New York City Council Header
File #: Res 0718-2019    Version: * Name: 911 Anti-Discrimination Act (S.9149)
Type: Resolution Status: Committee
Committee: Committee on Public Safety
On agenda: 1/24/2019
Enactment date: Law number:
Title: Resolution calling upon the New York State Legislature to pass, and the Governor to sign, S.9149 in relation to falsely reporting an incident as a specified offense for the purpose of hate crimes, also known as the 911 Anti-Discrimination Act.
Sponsors: Fernando Cabrera , Robert E. Cornegy, Jr.
Council Member Sponsors: 2
Attachments: 1. Res. No. 718, 2. S. 9149, 3. January 24, 2019 - Stated Meeting Agenda with Links to Files, 4. Hearing Transcript - Stated Meeting 1-24-19

Res.
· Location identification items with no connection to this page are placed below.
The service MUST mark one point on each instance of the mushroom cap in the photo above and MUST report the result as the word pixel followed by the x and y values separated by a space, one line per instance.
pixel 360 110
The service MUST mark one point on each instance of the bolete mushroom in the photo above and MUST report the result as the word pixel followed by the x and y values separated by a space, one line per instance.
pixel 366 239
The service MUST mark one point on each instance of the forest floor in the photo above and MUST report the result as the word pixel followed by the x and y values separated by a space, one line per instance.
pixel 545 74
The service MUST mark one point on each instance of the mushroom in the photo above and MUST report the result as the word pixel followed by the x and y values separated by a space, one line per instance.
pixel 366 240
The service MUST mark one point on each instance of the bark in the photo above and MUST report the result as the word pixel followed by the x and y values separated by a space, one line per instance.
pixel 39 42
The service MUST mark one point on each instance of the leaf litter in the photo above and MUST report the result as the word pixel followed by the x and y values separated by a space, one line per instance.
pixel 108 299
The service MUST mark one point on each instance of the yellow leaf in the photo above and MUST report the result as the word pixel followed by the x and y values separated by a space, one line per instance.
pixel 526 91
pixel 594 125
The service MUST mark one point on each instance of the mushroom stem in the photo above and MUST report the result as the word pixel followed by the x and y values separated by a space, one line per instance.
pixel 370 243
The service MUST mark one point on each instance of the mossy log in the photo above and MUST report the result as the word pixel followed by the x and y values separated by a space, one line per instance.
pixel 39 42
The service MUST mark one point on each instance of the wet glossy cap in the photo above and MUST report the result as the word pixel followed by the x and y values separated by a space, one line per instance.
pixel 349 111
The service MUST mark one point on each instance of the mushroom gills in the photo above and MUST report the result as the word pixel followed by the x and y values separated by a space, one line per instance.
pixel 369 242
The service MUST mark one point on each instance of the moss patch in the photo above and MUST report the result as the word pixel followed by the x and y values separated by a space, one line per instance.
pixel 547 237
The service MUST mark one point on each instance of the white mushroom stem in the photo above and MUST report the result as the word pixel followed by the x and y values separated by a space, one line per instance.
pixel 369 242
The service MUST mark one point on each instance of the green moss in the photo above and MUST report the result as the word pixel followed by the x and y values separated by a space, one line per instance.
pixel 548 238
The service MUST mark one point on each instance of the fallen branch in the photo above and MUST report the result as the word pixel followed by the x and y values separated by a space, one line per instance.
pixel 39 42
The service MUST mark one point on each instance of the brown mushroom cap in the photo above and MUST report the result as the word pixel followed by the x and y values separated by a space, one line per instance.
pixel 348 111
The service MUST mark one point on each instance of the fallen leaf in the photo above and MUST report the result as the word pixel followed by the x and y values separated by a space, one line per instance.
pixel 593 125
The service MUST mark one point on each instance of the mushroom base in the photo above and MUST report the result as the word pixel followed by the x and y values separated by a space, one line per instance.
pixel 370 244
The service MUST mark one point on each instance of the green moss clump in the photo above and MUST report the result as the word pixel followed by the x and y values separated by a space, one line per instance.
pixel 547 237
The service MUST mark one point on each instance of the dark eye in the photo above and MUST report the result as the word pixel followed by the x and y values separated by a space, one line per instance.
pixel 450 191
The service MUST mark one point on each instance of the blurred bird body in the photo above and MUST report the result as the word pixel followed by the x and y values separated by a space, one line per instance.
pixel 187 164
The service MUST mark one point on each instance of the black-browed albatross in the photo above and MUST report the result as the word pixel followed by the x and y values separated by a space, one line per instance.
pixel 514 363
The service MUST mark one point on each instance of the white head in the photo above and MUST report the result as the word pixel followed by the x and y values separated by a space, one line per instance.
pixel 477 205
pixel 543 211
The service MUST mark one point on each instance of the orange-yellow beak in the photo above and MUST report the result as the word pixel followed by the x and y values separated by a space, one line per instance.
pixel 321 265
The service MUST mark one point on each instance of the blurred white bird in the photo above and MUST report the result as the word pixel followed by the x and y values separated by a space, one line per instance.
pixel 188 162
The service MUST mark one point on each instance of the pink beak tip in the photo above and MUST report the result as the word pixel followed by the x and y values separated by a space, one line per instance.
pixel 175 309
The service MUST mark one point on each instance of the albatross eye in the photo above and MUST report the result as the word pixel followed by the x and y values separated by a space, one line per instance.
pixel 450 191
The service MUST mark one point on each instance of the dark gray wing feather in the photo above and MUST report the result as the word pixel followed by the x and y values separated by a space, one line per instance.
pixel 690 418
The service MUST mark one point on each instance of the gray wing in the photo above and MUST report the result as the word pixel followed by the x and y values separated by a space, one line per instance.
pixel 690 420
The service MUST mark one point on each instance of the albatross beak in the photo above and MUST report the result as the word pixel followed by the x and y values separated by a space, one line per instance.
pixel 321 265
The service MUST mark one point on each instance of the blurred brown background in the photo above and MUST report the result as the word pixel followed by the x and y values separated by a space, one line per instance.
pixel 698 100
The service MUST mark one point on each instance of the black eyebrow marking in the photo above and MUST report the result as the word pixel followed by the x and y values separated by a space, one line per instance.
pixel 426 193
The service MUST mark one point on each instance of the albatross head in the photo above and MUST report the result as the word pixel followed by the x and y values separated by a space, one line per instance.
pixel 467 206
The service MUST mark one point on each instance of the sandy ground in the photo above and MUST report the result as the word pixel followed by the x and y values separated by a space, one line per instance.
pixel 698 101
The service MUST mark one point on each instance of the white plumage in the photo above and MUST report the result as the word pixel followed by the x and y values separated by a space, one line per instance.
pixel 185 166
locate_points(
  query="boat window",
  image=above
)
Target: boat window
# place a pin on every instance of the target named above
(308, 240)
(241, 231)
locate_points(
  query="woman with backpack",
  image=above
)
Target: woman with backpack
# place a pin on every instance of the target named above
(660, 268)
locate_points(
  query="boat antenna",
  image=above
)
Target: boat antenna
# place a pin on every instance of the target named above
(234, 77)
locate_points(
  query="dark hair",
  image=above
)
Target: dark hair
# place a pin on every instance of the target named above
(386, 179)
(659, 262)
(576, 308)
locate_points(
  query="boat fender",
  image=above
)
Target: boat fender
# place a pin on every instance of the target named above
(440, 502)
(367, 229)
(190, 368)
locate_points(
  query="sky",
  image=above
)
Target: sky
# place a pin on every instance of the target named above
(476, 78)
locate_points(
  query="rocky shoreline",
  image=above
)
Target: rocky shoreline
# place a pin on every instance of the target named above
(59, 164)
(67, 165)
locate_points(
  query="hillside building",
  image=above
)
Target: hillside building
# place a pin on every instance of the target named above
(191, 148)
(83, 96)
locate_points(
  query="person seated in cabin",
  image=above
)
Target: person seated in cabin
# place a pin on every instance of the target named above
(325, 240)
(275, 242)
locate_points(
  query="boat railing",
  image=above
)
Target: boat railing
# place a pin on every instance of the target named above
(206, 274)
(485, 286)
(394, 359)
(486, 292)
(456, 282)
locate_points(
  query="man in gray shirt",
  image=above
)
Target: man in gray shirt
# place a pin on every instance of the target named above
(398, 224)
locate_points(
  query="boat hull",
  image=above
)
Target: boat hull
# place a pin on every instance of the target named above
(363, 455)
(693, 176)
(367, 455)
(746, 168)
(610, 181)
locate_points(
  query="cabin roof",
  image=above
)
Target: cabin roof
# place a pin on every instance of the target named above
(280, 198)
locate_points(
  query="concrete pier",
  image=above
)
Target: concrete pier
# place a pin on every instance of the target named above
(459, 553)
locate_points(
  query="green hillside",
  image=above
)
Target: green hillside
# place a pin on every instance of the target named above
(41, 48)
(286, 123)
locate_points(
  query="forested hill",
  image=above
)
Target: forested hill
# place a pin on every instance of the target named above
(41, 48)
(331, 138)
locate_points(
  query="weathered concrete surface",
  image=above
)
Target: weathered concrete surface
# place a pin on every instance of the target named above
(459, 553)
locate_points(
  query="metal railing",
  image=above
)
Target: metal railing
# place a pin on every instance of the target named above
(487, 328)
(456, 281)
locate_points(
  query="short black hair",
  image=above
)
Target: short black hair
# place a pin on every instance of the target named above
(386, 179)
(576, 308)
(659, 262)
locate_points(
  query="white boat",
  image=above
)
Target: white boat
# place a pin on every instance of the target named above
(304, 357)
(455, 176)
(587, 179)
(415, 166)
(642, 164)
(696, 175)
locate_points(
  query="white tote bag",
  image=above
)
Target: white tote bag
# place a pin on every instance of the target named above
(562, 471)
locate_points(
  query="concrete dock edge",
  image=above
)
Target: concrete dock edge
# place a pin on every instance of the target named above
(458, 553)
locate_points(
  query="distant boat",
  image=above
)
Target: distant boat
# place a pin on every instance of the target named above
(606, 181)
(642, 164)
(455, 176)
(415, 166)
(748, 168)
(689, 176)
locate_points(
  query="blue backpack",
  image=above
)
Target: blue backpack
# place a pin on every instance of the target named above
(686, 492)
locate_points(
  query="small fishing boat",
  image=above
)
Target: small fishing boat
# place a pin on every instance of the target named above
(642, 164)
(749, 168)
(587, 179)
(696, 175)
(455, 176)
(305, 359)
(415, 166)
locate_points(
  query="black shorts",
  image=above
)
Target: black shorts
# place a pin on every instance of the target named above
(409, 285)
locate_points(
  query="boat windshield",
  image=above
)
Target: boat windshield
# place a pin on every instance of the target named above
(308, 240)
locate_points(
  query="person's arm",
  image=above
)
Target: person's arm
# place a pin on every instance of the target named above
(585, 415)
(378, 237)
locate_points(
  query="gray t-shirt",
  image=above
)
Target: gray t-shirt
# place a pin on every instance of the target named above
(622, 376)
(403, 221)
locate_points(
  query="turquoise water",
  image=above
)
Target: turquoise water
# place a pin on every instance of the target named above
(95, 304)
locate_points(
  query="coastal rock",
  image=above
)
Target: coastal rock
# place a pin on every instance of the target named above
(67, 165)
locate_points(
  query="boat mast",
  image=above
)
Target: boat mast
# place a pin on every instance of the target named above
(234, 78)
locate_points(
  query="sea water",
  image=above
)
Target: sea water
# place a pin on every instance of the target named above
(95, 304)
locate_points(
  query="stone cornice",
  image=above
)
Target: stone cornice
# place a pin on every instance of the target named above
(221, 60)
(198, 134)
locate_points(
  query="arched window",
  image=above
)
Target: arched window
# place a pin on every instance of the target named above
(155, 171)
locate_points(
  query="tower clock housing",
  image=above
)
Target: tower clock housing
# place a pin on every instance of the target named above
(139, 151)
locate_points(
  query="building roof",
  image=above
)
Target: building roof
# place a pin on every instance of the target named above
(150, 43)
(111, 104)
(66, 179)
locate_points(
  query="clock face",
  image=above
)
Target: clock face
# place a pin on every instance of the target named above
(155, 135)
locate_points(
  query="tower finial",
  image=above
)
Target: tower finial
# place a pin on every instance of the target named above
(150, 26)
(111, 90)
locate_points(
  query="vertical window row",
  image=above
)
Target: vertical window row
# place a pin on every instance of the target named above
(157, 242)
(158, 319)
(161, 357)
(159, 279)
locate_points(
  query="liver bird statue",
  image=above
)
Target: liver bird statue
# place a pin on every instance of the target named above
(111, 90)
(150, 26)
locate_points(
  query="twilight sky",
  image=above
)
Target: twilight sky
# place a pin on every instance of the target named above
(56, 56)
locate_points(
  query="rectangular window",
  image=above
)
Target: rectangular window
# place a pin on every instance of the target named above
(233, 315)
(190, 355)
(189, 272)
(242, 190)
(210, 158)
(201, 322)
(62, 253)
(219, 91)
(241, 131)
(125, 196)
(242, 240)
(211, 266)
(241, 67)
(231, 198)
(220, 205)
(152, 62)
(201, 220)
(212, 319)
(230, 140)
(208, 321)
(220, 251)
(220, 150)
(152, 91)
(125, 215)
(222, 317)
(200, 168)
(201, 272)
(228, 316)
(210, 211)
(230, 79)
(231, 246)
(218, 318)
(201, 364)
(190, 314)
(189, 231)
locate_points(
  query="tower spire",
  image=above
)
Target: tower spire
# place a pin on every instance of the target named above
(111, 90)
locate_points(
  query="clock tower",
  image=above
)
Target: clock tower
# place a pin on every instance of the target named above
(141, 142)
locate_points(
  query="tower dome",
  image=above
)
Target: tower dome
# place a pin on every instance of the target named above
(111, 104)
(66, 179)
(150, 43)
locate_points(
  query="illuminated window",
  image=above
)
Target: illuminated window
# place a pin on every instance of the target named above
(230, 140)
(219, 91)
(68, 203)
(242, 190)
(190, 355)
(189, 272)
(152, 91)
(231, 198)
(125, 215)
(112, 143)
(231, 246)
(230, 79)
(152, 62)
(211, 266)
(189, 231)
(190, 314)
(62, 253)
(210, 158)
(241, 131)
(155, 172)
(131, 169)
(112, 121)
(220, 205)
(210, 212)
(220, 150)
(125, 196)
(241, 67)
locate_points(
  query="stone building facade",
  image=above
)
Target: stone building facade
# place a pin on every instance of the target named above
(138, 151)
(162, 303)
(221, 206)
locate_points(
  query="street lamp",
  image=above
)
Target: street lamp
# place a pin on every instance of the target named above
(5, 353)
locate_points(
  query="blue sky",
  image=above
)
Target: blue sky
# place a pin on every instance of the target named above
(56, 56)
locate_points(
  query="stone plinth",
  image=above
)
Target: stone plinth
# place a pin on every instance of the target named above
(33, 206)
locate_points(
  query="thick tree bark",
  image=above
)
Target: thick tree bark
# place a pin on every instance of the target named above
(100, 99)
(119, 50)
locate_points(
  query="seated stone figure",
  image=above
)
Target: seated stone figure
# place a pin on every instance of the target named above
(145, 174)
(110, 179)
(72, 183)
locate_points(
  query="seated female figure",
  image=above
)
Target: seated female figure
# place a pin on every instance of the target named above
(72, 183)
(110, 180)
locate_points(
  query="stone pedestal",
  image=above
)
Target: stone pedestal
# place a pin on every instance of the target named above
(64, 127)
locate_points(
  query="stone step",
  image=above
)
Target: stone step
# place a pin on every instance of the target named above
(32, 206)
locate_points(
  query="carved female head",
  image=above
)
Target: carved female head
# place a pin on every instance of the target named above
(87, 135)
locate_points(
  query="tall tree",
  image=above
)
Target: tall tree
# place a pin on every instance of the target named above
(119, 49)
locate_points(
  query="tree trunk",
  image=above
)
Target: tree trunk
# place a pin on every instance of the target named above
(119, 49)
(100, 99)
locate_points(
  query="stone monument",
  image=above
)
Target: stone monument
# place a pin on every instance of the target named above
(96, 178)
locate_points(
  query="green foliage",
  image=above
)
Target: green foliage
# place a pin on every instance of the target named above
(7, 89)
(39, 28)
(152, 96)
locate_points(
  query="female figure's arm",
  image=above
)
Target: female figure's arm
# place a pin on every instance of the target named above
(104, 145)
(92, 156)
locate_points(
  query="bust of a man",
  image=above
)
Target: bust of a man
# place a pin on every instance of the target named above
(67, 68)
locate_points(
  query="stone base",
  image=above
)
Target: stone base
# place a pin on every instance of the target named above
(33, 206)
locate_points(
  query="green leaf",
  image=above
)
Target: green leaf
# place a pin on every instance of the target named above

No. 718

 

Resolution calling upon the New York State Legislature to pass, and the Governor to sign, S.9149 in relation to falsely reporting an incident as a specified offense for the purpose of hate crimes, also known as the 911 Anti-Discrimination Act.

 

By Council Members Cabrera and Cornegy

                     Whereas, Several well-publicized incidents of biased reports to 911 have drawn national attention and widespread condemnation; and

                     Whereas, In many such incidents, Black people and other people of color have endured police intrusions simply for behaving in ways that would be insignificant but for the color of their skin; and

                     Whereas, In other incidents, Black people and other people of color have endured police interactions for absurd alleged infractions or dubious reasons; and 

                     Whereas, These incidents have involved calls to the police or 911 to report Black and people of color barbequing, golfing too slowly, mowing part of the wrong yard, an 8-year-old girl selling bottled water, napping in a college common area, and playing basketball too aggressively; and

Whereas, For example, in May 2018, police responded to call of someone reporting a possible robbery, whereas actually the person in question was Darren Martin, a former White House staffer for the Obama administration, who was moving into a new apartment in Manhattan; and

                     Whereas, The caller alleged Martin, a black man, was a robber who was possibly in possession of “a weapon [or] large tool;” and

                     Whereas, In another example, a passenger called the police on Shawn Pepas, a livery driver from Brooklyn, for allegedly not turning on the radio in his car; and

                     Whereas, The 911 Anti-Discrimination Act was introduced by New York State Senator Jesse Hamilton in response to the misuse of 911, which he experienced himself; and

                     Whereas, As Senator Hamilton was speaking with constituents at a Brooklyn subway entrance, a Trump supporter objected to him speaking and called 911; and

                     Whereas, The 911 Anti-Discrimination Act would not only provide the opportunity for a meaningful response to these incidents, it would also discourage others from misusing emergency response resources for racist and biased means; and

                     Whereas, When law enforcement entities respond to these biased calls, they inadvertently enforce the racial biases of private citizens, converting those biases into governmental discrimination; and

                     Whereas, Any effort to disincentivize persons from misusing emergency services for racist or biased purposes would help deter inadvertent governmental discrimination; and

Whereas, The 911 Anti-Discrimination Act would add first, second, and third degree false reporting to the list of charges eligible for hate crimes sentencing enhancements, increasing the penalties for each; and

                     Whereas, Pursuant to the 911 Anti-Discrimination Act, the motivation for false reporting would include a perception or belief about an individual’s race, color, national origin, ancestry, gender, religion, religious practice, age, disability, or sexual orientation; therefore, be it

                     Resolved, That the Council of the City of New York calls upon the New York State Legislature to pass, and the Governor to sign, S.9149 in relation to falsely reporting an incident as a specified offense for the purpose of hate crimes, also known as the 911 Anti-Discrimination Act.